Jeff Nielson: "In other words, what Lloyd Blankfein is saying not only to these clients, but to every client of Goldman Sachs (and to the judge) is 'you can't trust us.' "
"This puts the other Wall Street banks in a “no-win” position. If they support Goldman Sachs, then the implicit message they are sending to all their clients is that none of them are “fiduciaries” - meaning none of their clients can trust any of these companies."
"When the “we are not fiduciaries” defense of Lloyd Blankfein and Goldman Sachs is summarily rejected, I can only assume that the next excuse out of the mouths of these various “bankers” will be “I was just following orders.”
Just Following Orders
Since the Wall Street banks were instrumental in the financing and rise of Hitler's Nazi regime... the Nazi Nuremberg defense does seem appropriate...
See: Wall Street and the Rise of Hitler by Antony Sutton
DOW chart threatening to break out.
MARKET UPDATES:
http://www.zerohedge.com/forum/latest-market-outlook-0
The "Sophisticated Investor" thing always got my Billy Goat.
Was part of the dot com scam in the late nineties, right in the thick of it in silicon valley. What a giant SCAM.
Anyways, at the time, I wanted in. Not just in my company but all the others I had close access to. All the double booking, sale-less head-count only shops that were re-herringing and getting acquired left, right and center.
Only thing is, I did not have a million dollars, so I was not considered a sophisticated investor (or what ever term they used to cut out the little guys). I thought it strange that a dumb duck who inherited a million from gramps could dive right in at 40 cents on the second round with a guaranteed payoff in 3-6 months, probably in many multiples.
But I, Mr.
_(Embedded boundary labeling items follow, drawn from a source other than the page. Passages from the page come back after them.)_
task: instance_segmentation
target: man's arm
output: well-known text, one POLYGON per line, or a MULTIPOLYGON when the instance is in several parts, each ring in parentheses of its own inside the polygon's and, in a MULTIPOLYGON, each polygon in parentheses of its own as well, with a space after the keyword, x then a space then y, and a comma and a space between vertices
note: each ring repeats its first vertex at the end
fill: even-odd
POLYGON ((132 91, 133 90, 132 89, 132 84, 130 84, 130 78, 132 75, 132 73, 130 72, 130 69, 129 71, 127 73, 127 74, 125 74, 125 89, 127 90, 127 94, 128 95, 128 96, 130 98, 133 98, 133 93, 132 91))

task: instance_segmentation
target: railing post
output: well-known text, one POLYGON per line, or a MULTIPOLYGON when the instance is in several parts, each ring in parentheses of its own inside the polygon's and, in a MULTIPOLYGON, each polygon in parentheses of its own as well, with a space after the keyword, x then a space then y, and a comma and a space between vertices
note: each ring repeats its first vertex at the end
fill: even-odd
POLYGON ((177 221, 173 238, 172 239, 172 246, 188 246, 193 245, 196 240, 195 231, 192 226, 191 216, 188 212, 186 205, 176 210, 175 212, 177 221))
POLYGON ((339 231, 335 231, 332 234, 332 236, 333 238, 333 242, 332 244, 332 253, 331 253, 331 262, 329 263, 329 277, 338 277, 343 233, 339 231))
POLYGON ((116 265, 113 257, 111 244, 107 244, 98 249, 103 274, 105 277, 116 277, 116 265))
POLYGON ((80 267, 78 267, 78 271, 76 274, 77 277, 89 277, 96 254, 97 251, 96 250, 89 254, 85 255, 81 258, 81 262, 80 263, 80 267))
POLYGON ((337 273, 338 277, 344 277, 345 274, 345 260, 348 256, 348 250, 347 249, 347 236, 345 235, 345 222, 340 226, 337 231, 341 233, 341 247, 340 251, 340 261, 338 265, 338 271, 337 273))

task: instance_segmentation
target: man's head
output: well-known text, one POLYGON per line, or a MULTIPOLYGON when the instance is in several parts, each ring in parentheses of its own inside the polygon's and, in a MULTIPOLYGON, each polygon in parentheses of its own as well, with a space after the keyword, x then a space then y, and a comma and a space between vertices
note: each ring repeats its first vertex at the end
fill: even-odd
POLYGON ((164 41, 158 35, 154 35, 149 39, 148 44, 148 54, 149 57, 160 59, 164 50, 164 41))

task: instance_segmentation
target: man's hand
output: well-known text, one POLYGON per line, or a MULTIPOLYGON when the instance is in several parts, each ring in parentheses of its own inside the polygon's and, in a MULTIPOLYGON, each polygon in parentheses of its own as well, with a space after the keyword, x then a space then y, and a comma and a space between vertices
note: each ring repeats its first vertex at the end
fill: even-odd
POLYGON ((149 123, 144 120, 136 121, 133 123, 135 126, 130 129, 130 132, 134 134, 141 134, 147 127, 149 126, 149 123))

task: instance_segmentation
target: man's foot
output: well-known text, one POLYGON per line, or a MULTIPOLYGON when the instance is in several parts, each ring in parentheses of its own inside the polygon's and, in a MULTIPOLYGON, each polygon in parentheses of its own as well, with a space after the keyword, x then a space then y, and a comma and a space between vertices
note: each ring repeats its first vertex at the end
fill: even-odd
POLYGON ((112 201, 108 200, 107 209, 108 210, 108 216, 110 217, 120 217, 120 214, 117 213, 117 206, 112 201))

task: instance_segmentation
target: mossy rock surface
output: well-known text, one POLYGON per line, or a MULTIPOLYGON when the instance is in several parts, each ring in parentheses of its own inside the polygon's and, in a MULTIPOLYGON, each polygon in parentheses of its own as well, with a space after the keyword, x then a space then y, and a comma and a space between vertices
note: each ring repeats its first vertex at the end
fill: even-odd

Smarts could not get in, not on the ground floor, not on the first, second or third.
I think I realized right there what a giant scam the whole thing was and that every law in the US was tilted towards the rich getting richer, didn't matter if they were smart, dumb or just plain lucky.
In short, the so-pissed-icated investor thing is just a sham. A sham baked into a scam.
Ugh! DOuble Ugh!! As in Ugh Ugh!
Of the 7 banks seized Friday one is tied to Obama.
http://blogs.reuters.com/rolfe-winkler/2010/04/24/bank-failure-friday-7-...
David, not sure if I'd call it corrupt intent, let's rephrase the question. If you can identify the fool in the marketplace, to what extent are you/should you be allowed to make money of him/her? Obviously, part of that is a legal question, but the core is in the fundamental analysis.
One way to slow the whole conversation to a crawl is to restrict it to people who have read the offering circular ( prospectus for old folks like me). Indeed, I'm embarrassed for 99% of the commentary I've read here and all else about this deal and all i te same genre...all of you are the "fools in marketplace" for those that actually do their homework, no matter how pure your philosophies...
But frankly, the offering circular should have been the stopper. Read it. Seriously, it won't kill you. Its a throwback in time, you'll hear the Twilight Zone soundtrack. You also won't see Mr Paulson's name mentioned, but you will see how competent ACA "looks'...
Speaking as a manager of fiduciary money, such deals never made it to my desk. Smart rep, they knew not to bother. Two reasons: there was never any clear claim to an asset, and second, as David correctly states, Goldman clearly positioned themselves in plain sight: if you're willing to do this deal, and it goes bad, it's your own damm fault.
Yeah, David, you're right...sophisticated investors?
Since i've only read the term sheet
a sophisticated glowing man about town, linen trousers, elegant shirt, made for leather Italian shoes, a touch of grey in the sideburns, with a light of invincibility. a brief smile of knowing the way of wall street ,
who would have known three years away from blinding cancer of the inner organs. The slow march to destinys end.
such is the cover for the march of mans folly, the race of ashes to ashes , the sands of time blowing forever into the dust bin of history.
The grave makes each a common cypher in a mad rush to beat the bank,
The stone marked here lies , a testament to the brief years of mans inhumanity to man.
Yet the portals of time mean little to the sophisticated investors decked out in the finery of today.